Nike is cutting 2% of its current workforce, or more than 1,500 jobs, as part of a broader restructuring, the company said late Thursday.
The Beaverton, Oregon-based sneaker giant said it wants to better use its capital to invest in its growth areas, such as running, women’s and the Jordan brand.
“This is how we will reignite our growth,” CEO John Donahoe said in a memo obtained by CNBC.
“This is a painful reality and not one that I take lightly,” he added. “We are not currently performing at our best, and I ultimately hold myself and my leadership team accountable.”
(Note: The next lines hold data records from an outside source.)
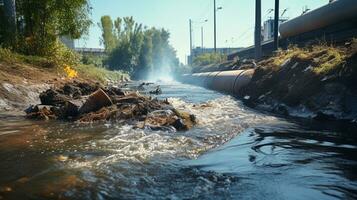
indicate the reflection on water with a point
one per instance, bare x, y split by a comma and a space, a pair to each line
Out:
234, 152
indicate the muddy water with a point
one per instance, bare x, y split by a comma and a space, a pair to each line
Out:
233, 153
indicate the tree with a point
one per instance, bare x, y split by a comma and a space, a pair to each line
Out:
109, 39
42, 22
139, 51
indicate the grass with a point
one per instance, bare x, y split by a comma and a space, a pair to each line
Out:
89, 72
323, 58
100, 74
10, 57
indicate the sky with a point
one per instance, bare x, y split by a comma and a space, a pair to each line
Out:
235, 21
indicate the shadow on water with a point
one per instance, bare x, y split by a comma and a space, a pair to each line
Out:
233, 153
287, 161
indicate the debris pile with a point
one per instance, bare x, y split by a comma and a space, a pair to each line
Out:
85, 103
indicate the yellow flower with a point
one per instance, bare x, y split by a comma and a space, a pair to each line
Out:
71, 73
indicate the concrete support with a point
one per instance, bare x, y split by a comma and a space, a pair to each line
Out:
276, 25
10, 13
258, 30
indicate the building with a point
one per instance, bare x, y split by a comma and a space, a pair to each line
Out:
199, 51
268, 28
90, 51
69, 42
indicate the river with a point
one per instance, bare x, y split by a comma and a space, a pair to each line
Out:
233, 153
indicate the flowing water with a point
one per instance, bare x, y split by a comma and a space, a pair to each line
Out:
233, 153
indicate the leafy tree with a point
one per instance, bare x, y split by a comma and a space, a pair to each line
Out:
140, 51
109, 38
42, 22
209, 58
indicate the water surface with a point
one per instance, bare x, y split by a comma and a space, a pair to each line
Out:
233, 153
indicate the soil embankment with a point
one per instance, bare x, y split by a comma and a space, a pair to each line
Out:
318, 82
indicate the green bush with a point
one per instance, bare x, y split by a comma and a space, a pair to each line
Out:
209, 58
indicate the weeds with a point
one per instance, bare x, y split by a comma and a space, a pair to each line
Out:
324, 59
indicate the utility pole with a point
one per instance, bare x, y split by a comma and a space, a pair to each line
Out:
258, 30
190, 58
202, 38
276, 26
215, 28
10, 14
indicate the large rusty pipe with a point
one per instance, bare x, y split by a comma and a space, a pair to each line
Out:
224, 81
329, 14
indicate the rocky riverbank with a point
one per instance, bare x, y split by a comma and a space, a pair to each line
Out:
86, 103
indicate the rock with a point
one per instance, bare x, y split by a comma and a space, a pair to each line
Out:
52, 97
157, 91
96, 101
41, 112
111, 103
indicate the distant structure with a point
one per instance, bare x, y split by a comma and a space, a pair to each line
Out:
69, 42
268, 28
199, 51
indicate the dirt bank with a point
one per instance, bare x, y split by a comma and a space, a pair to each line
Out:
21, 83
319, 83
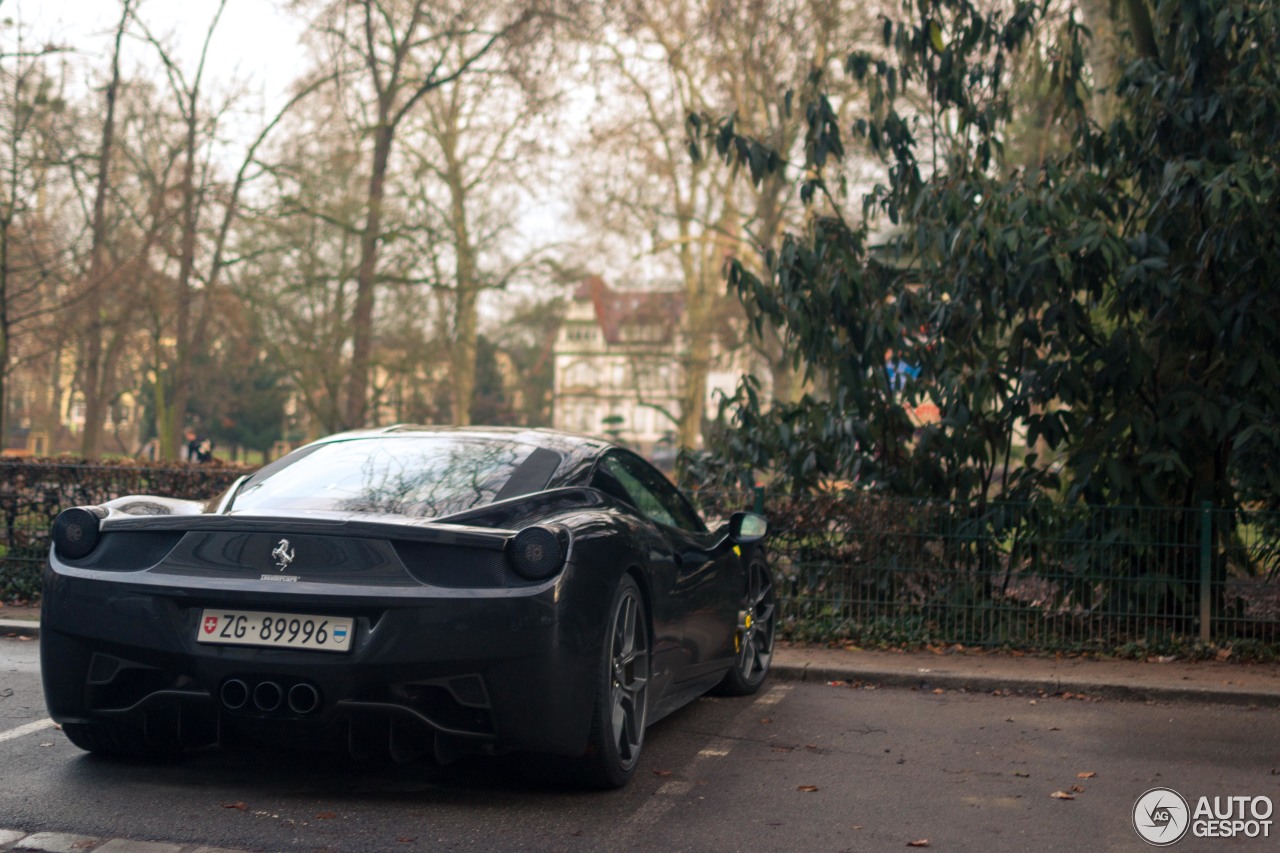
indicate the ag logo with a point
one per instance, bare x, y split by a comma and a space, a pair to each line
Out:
1161, 816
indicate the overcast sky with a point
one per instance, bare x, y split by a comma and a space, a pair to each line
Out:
255, 45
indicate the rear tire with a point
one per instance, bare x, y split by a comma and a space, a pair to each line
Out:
754, 638
621, 708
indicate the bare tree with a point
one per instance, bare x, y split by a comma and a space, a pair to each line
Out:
95, 368
28, 106
402, 50
476, 145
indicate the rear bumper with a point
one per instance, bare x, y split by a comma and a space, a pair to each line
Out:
475, 669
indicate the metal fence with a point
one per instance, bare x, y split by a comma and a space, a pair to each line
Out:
869, 569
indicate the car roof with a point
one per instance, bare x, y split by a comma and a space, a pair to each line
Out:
579, 452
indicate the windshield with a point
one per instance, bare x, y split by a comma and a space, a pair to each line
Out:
415, 475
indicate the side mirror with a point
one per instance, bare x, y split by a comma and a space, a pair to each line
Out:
746, 528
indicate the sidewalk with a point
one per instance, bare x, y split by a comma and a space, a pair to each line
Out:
1248, 684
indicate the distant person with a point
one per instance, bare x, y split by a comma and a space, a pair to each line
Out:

Nike said the layoffs will take place in two phases. The company will start the first round this week, and finish the second by the end of its fiscal fourth quarter, which typically concludes at the end of May. Cuts in Nike’s EMEA region will be on a different timeline based on local labor laws, the company said.
It’s not clear which departments will experience layoffs, but they will not affect retail employees at Nike’s stores or warehouse workers, the company said.
The cuts come as consumers become more cautious in their spending and the retail industry braces for a demand slowdown for discretionary items such as clothes and shoes, which is Nike’s bread and butter.
In December, Nike unveiled a broad restructuring plan to cut costs by about $2 billion over the next three years. It lowered its sales outlook as it prepared for lower demand and wholesale orders, soft sales online and a marketplace that relies more on promotions.
As part of its plan to cut costs, Nike said it was looking to simplify its product assortment, increase automation and its use of technology, streamline the organization by reducing management layers and leverage its scale “to drive greater efficiency.”
Shortly before the restructuring was announced, The Oregonian reported that Nike had been quietly laying off employees over the past several weeks and had signaled that it was planning for a broader restructuring. A series of divisions saw cuts, including recruitment, sourcing, brand, engineering, human resources and innovation, the outlet reported.
It’s not clear how many jobs in total Nike has cut since December.
On Friday morning, Oppenheimer downgraded Nike to perform and lowered its 12- to 18-month price target, citing sluggish consumer demand, lulls in production innovation and competition.
“While NKE is by no means broken, we believe that the company and its brand are transitioning, near-term,” the firm said.
Donahoe said laid off staffers will receive a comprehensive package of financial, health-care and outplacement support services.
“We will emerge stronger and better equipped to fulfill our purpose to serve all athletes and grow the future of sport,” Donahoe said.